I won! I don't feel that great about it as I needed so many hints at the end, but at least we're through. We're still missing exactly one point. I play again, following a walkthrough, but they also miss the same point! It turns out that there was a "hare raising" joke that I missed somewhere and there is no way back to get it now. Maybe I'll play again later, but for now I'm done.

We just have one more chapter to go, the finale: "Meet the Mayor". Can I save Punster before this game drives me crazy? We'll find out soon enough.

Time played: 4 hr 50 min
Total time: 12 hr 45 min
Score: 22/22 (Bizarre), 11/11 (Jacks), 19/19 (Farm), 31/31 (Teapot), 10/10 (Theatrical), 7/7 (Manor), 25/26 (Tower).
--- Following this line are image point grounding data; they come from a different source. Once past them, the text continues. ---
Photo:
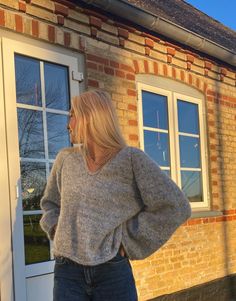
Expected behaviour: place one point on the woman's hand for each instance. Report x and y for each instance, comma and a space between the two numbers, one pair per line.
122, 251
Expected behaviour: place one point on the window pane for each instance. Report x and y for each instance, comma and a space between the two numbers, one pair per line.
36, 242
167, 172
30, 131
189, 151
58, 136
33, 180
28, 87
154, 110
188, 117
56, 85
156, 145
192, 185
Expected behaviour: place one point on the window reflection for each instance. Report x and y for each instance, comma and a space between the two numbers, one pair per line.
189, 151
188, 117
33, 181
30, 132
154, 110
192, 185
58, 136
28, 86
56, 86
37, 247
156, 145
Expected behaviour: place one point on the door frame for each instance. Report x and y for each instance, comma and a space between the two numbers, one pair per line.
14, 265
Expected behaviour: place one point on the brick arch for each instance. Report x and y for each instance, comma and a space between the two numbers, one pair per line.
166, 70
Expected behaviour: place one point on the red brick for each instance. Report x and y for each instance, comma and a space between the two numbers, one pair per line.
126, 68
91, 65
60, 20
35, 28
146, 66
147, 51
19, 23
169, 59
173, 72
190, 58
2, 17
133, 122
173, 46
121, 42
94, 32
131, 92
133, 137
130, 76
114, 64
123, 33
67, 3
98, 59
109, 70
67, 39
171, 51
208, 65
22, 7
51, 33
165, 70
155, 67
190, 79
132, 107
149, 42
136, 67
96, 22
61, 10
93, 83
120, 73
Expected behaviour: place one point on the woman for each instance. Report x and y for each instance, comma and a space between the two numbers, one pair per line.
105, 203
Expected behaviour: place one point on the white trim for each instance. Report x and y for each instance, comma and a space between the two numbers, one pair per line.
6, 272
10, 47
174, 136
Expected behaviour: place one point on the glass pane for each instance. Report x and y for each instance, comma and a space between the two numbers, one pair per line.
167, 172
154, 110
156, 145
56, 86
33, 180
37, 247
189, 151
30, 131
188, 117
28, 86
192, 185
58, 136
What is wrong with his hands?

 In this post, I experimented with some AI-generated images, in this case all from DeepAI.org. While much can be said about the artistic quality of AI-generated "art" (and whether it is "art" and should be subject to things like copyright protection), it is a relatively fun way to illustrate games without having to fall back on copyrighted images. The editors and I try to use free images (or our own screenshots) whenever possible to prevent problems, but for text games this is quite tough. Is this a solution? I don't know.
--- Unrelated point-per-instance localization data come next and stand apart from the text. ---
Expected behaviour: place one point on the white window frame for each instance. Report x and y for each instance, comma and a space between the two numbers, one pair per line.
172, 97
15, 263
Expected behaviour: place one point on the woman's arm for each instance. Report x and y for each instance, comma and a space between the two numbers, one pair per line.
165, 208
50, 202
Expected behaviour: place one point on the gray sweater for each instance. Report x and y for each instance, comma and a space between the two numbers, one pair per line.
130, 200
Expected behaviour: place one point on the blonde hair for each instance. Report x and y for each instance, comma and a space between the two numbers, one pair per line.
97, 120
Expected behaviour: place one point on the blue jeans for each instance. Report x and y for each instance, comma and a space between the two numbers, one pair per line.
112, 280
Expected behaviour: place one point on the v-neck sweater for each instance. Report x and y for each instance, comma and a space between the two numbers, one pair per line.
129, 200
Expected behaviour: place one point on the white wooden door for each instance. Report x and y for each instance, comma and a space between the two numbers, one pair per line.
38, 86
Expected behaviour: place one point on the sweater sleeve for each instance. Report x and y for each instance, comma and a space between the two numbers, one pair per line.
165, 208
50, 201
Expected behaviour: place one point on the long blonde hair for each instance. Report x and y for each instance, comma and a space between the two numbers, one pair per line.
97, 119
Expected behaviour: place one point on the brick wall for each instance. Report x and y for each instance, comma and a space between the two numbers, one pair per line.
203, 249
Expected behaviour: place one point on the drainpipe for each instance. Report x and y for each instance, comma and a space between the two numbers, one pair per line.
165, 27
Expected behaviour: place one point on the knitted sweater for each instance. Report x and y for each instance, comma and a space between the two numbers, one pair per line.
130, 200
What I do know is that it can be fun to experiment! For this post, I challenge our commenters to come up with their own illustrations for this post (or for other scenes from text adventure history) and post links in the comments below. Unfortunately, our software doesn't permit images in comments so you will have to upload and link them some other way. Maybe an early commenter can find a good solution.

Finally, there is still a good discussion over on a previous post about whether or not we should consider adding a Reddit forum for the blog, a Discord chat, or switching the blog over to a domain name to make us look a bit more professional. We welcome your comments there on these important topics.

Next up for me will be a Dracula Unleashed post before closing out Nord and Bert. See you soon.